The emergence of more startups with a focus on healthcare solutions is also expected to further drive the industry’s growth. Some great examples of these include Momconnect a phone based application backed by Johnson & Johnson which provides information and advice to pregnant women in South Africa and Mobidawa backed by Merck which provides free medication information to patients across Africa.
Merck also launched a digital health accelerator hub in Nairobi last year in a bid to support health entrepreneurs across the African continent while Microsoft’s Microsoft 4Afrika provides financial, technical and virtual mentorships for digital health startups in Africa.
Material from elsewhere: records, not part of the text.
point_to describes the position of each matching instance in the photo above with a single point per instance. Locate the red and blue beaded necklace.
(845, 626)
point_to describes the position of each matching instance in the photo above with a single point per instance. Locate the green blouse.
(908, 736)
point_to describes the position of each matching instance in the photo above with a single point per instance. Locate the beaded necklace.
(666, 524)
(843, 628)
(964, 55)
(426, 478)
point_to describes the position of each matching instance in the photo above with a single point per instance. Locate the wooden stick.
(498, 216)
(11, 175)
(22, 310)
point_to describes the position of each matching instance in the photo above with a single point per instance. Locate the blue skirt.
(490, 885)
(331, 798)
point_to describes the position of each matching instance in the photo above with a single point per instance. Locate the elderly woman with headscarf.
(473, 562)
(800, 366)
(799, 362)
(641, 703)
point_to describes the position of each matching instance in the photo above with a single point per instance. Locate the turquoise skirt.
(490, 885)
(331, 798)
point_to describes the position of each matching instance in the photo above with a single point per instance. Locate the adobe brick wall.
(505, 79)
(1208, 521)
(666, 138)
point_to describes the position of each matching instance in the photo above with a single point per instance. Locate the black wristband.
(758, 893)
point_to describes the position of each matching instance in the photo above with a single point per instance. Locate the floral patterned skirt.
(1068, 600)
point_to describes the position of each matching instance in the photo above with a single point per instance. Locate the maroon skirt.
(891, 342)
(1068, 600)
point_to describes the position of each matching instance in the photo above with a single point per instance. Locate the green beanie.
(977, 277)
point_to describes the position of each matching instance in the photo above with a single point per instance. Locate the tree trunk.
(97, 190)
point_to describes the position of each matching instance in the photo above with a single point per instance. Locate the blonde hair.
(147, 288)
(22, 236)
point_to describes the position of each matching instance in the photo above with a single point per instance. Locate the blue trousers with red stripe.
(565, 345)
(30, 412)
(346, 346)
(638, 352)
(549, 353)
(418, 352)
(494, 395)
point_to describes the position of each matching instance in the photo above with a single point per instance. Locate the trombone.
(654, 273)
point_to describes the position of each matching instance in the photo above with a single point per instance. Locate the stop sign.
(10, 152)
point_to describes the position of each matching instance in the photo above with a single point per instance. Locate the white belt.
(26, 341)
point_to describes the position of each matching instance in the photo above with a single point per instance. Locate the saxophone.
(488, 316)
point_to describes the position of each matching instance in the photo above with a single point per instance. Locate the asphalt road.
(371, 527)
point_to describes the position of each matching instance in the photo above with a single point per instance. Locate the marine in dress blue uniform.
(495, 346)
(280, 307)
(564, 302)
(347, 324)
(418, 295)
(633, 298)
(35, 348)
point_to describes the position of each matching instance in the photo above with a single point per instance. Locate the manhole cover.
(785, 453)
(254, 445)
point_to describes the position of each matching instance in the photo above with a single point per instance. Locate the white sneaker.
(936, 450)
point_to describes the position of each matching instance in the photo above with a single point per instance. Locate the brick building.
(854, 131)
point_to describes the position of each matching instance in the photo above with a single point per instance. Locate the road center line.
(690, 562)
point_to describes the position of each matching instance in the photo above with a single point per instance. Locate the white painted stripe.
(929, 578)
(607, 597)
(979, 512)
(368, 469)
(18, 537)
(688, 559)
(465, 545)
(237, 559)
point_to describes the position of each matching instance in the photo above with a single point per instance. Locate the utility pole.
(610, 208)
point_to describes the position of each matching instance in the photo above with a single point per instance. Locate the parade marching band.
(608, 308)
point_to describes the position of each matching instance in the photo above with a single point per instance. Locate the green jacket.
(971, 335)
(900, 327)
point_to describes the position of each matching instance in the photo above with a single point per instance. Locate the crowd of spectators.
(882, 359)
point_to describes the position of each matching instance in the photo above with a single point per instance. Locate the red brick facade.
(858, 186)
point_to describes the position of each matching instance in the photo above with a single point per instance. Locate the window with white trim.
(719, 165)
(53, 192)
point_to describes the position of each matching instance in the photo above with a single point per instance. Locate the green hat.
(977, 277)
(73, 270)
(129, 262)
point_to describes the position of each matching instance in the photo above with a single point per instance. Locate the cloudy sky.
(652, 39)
McKinsey & Company projects that by 2025 two-fifths of economic growth in Africa will come from 30 cities of two million people or more with 22 of these cities having a GDP in excess of $20 billion. Since urban households have more purchasing power and are quicker to adopt new medicines, the opportunity here is massive.
Considering that the pharmaceuticals market alone is expected to grow from $20.8 billion in 2013 to $65 billion by 2020, there is certainly no doubt in my mind that Africa is the next big frontier for healthcare investment.